The container does neither run privileged, nor as root. My program inside the container does neither.

Question 1: is he right in saying, that this is a security breach?
Question 2: What if I bind-mounted the host's /proc directory to some folder of the container. Would that then be a security breach?

  • What counts as "security breach" in your company?
    – domen
    Feb 5, 2020 at 10:31
  • I'm just the intern, I honestly don't know what he meant. I think it comes down to "diminishes security of the product" - whatever that means exactly..
    – simmue
    Feb 5, 2020 at 13:36
  • Generally one should restrict access to resources even if it's not obvious how it could be abused. Info from /proc/ tells a lot about the kernel, drivers and processes running and could be useful to attacker. If I'm trying to escalate privileges it's the first place i'll look at (indirectly, through uname, ps and similar utilities).
    – domen
    Feb 5, 2020 at 14:54
  • That makes sense, thank you. But still remaining is question 1: /proc is automatically available to the docker container, even if I don't bind-mount it. So just reading it should not be a security issue, right?
    – simmue
    Feb 5, 2020 at 15:51
  • In theory you should not see other information related to other dockers, for example if you use the command netstat, that access to proc directly, you will see only the connections of your docker, not from others. If you discover that something is not related to your docker, this could be an issue or not depending on the case or the information. The proc filesystem is big and have a lot of files that may or may not contain sensitive information.
    – camp0
    Feb 5, 2020 at 16:09

1 Answer 1


What you're able to see from the process running in the Docker container is a filtered view of the hosts /proc filesystem. It's somewhat less than what any process running on the host could see.

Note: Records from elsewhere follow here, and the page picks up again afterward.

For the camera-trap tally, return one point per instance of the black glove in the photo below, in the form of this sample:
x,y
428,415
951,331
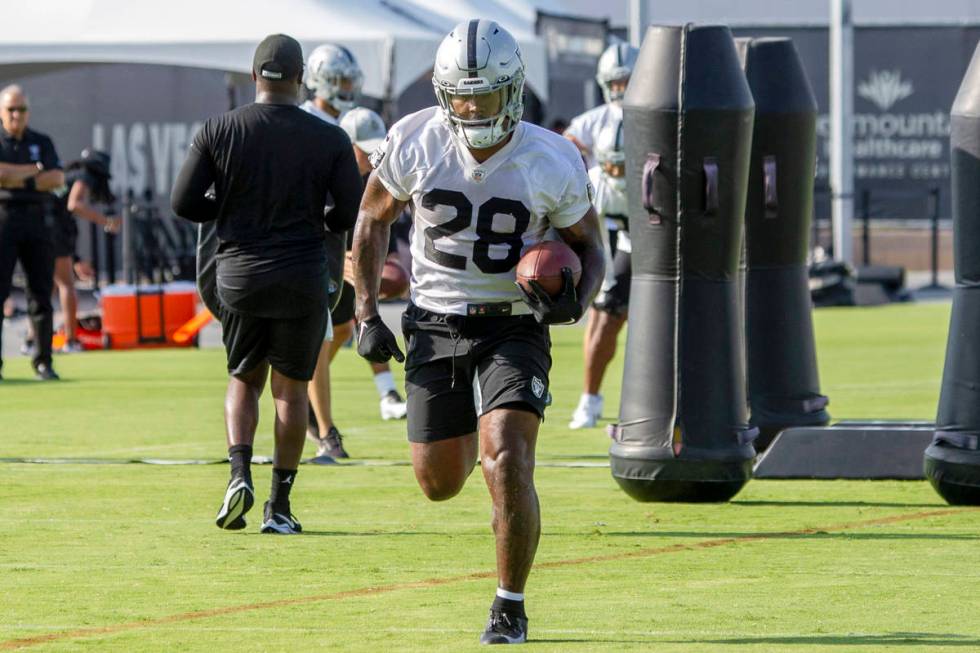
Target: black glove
x,y
563,309
376,342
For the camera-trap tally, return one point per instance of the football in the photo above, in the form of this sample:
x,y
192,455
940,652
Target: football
x,y
394,281
543,263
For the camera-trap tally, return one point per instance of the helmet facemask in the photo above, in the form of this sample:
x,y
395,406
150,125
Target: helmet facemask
x,y
614,85
498,109
341,90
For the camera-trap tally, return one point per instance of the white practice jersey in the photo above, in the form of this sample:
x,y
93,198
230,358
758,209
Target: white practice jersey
x,y
473,221
310,107
586,126
611,205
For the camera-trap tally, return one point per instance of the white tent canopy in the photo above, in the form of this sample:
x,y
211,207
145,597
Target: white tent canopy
x,y
393,47
444,15
393,51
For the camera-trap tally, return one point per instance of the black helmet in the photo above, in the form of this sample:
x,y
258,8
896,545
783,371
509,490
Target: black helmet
x,y
97,162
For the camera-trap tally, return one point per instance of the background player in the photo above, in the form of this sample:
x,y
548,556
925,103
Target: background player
x,y
334,77
613,74
608,313
484,186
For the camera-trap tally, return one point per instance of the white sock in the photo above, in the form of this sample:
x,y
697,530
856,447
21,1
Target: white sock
x,y
510,596
385,383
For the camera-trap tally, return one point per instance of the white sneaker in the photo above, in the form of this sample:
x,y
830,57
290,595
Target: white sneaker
x,y
393,406
588,413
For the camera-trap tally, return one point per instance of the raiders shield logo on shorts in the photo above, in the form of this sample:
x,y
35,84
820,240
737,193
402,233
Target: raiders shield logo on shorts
x,y
537,387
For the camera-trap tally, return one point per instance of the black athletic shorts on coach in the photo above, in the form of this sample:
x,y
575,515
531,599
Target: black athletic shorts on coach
x,y
458,367
273,167
25,235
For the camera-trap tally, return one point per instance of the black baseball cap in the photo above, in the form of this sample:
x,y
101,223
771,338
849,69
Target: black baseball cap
x,y
278,58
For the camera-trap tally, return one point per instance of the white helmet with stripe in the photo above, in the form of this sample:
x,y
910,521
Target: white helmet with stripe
x,y
480,59
333,75
615,64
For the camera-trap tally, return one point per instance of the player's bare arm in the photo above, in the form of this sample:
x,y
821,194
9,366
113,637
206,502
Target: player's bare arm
x,y
379,209
585,239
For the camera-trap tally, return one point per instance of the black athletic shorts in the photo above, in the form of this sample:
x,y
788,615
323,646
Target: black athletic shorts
x,y
509,356
64,233
616,300
344,312
291,345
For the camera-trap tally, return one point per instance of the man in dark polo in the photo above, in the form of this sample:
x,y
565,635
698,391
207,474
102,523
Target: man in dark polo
x,y
272,166
29,170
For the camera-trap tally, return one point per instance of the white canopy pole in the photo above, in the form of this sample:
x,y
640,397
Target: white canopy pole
x,y
639,15
842,128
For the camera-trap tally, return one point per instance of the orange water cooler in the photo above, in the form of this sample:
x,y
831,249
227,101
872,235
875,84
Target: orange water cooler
x,y
146,316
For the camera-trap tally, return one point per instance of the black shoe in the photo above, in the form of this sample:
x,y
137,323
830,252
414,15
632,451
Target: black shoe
x,y
282,522
504,628
332,444
44,372
239,498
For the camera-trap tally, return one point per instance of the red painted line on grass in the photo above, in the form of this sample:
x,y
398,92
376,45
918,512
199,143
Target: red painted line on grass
x,y
435,582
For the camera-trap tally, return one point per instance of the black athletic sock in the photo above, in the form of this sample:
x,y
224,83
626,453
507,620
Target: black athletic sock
x,y
515,608
241,461
282,483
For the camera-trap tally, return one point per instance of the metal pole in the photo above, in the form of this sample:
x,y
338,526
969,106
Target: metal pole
x,y
93,233
639,17
110,257
866,231
129,272
841,127
934,263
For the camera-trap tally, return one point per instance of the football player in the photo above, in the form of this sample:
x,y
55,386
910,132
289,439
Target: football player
x,y
613,74
485,187
608,313
334,77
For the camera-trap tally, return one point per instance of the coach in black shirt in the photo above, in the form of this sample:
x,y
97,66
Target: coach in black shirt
x,y
272,167
29,169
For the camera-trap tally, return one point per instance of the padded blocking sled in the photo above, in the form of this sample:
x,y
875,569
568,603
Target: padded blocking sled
x,y
851,450
783,385
952,461
683,433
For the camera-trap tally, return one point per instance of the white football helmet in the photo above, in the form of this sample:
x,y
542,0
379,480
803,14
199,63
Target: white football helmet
x,y
615,63
333,75
480,58
609,149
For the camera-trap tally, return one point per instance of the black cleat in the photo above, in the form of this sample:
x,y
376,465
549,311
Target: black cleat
x,y
504,628
282,522
239,498
44,372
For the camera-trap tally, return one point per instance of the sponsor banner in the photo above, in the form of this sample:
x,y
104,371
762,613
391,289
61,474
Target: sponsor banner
x,y
905,80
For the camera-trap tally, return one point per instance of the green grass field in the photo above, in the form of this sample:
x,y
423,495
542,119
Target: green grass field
x,y
125,557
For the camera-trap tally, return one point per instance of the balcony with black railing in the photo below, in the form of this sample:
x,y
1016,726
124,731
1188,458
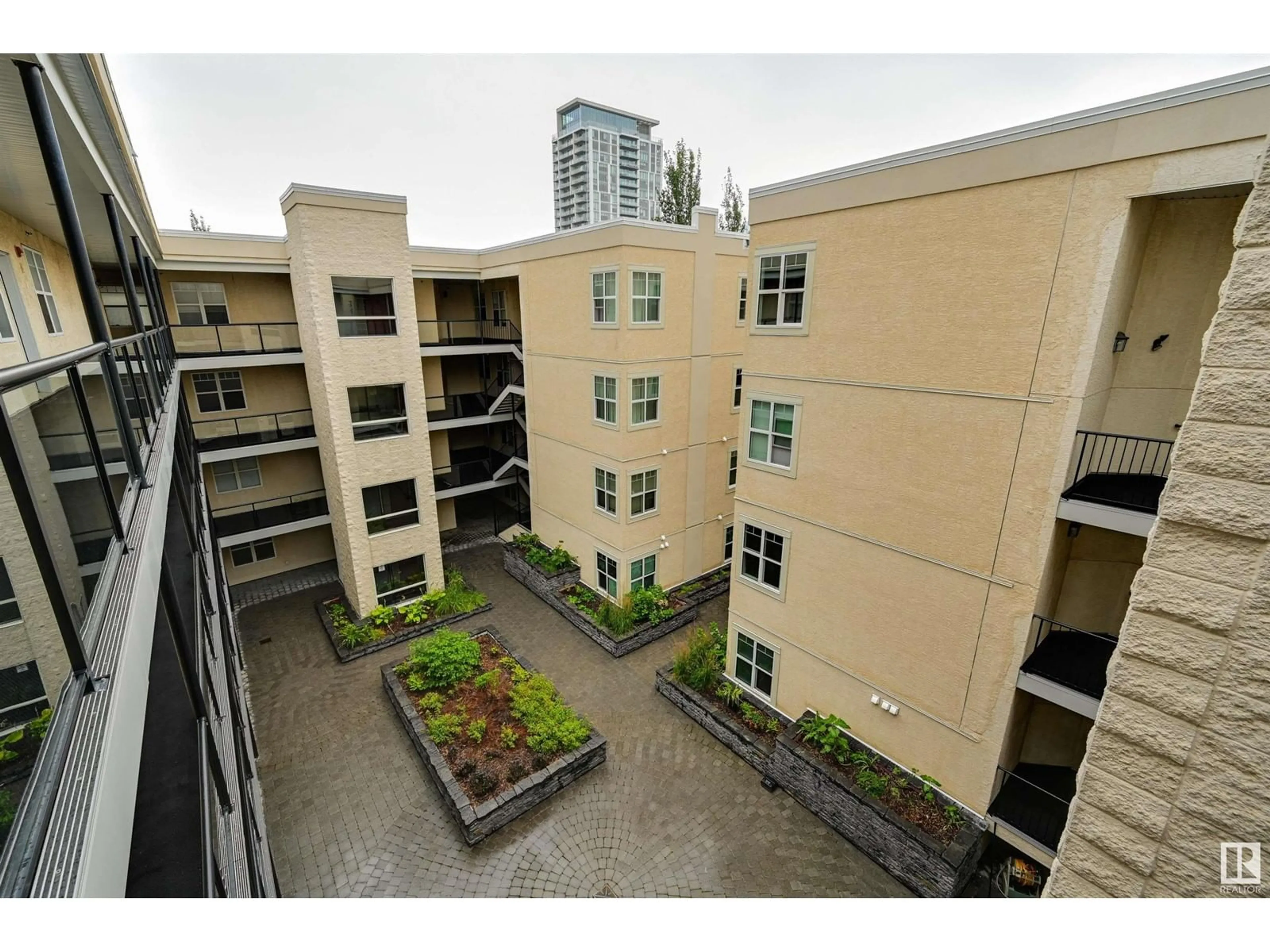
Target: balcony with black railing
x,y
254,432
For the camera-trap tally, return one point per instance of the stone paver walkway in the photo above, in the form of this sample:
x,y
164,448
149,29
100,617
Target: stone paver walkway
x,y
672,813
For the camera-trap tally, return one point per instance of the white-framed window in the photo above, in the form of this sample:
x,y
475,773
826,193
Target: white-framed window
x,y
365,308
403,580
643,493
219,390
762,556
646,400
606,574
390,506
646,298
200,302
606,492
233,475
260,551
604,294
498,308
755,664
9,611
771,433
378,412
606,400
783,290
644,573
44,290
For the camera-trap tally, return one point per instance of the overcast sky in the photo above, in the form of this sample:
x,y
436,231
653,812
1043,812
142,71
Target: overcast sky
x,y
468,139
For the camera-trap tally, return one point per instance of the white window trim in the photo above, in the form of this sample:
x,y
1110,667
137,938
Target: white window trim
x,y
738,549
661,299
743,436
618,296
618,400
630,400
618,493
777,663
58,315
797,331
630,494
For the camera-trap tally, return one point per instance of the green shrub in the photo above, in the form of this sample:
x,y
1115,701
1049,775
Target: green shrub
x,y
445,728
826,734
459,597
550,724
445,658
699,663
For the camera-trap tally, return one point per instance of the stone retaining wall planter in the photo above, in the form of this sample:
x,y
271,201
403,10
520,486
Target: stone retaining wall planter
x,y
479,820
352,654
748,746
921,862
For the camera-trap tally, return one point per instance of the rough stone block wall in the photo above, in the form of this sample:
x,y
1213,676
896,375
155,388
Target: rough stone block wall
x,y
1179,758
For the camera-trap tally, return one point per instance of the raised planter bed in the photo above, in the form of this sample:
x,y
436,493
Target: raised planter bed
x,y
752,747
931,866
394,638
637,638
538,777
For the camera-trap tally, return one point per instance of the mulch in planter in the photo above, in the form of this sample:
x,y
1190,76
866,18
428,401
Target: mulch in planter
x,y
470,761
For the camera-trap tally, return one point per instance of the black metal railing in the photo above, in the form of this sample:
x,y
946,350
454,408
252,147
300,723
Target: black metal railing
x,y
270,513
1034,799
1118,470
476,331
260,338
253,431
1070,657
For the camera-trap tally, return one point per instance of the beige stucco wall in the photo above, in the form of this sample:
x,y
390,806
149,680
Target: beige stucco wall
x,y
1176,761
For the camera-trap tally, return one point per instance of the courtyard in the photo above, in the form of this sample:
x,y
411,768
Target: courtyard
x,y
672,813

on Q1 Whether this is a security breach depends very much on the environment you're operating in. For most environments, this isn't likely to be an issue, you might want to ask your colleague what exactly he thinks the problem is (i.e. what information is being disclosed from those locations that compromises the security of the environment)

On Q2 bind mounting /proc is a somewhat different story as that will expose a lot of information into the container which may be sensitive. Again it may or may not be a problem depending on your environment, but it's a more risky prospect.